Soils analysis from the Cerro Chajnantor mountain landscape of Chile within the Atacama Desert, revealed an extraordinary repository for actinobacterial ‘dark matter’ — which comprises the vast majority of microbes that microbiologists are currently unable to cultivate.
Actinobacteria are the keystone species in our ecosystems and are acknowledged as an unrivalled source of bioactive compounds.
“We found that 40 per cent of the actinobacteria captured in samples could not be given ascribed names as they had never before been discovered,” said Michael Goodfellow, Professor at Britain’s Newcastle University .
“This microbial seed bank represents an enormous untapped resource for biotechnology programmes, especially in an era where resistance to existing antibiotics is rapidly becoming a major threat to global health,” Goodfellow said.
The team also found one strain of bacteria that is proven to be an inhibitor of an enzyme that allows the HIV virus to reproduce itself.
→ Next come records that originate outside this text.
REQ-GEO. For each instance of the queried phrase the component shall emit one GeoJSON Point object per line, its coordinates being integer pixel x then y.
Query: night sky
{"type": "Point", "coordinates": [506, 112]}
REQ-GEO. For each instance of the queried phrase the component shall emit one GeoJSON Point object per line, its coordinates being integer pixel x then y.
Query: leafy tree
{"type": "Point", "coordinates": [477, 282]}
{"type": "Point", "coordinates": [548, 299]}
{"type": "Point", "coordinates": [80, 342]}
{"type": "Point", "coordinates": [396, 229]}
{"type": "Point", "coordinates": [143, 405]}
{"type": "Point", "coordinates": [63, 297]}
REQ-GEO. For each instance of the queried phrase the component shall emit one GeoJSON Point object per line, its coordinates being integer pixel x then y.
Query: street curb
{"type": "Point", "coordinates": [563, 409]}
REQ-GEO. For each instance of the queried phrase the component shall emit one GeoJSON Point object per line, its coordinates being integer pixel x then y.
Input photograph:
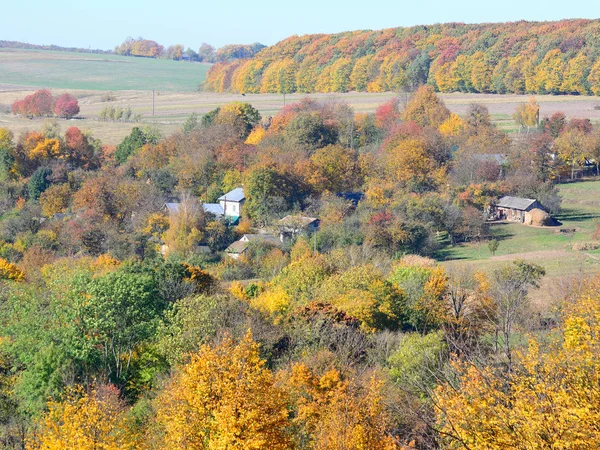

“This could provide essential clues for the development of anti-HIV drugs,” Goodfellow said.
“The discovery of new bacteria could potentially be used to create new treatments as work continues to tackle the antibiotics time-bomb,” he noted.
For the study, published in the journal Extremophiles, the team conducted analysis of soil samples taken from heights of 3,000 to 5,000 metres above sea level from the Atacama Desert, which is subject to a combination of extreme environmental conditions including the world’s highest levels of surface ultraviolet (UV) radiation.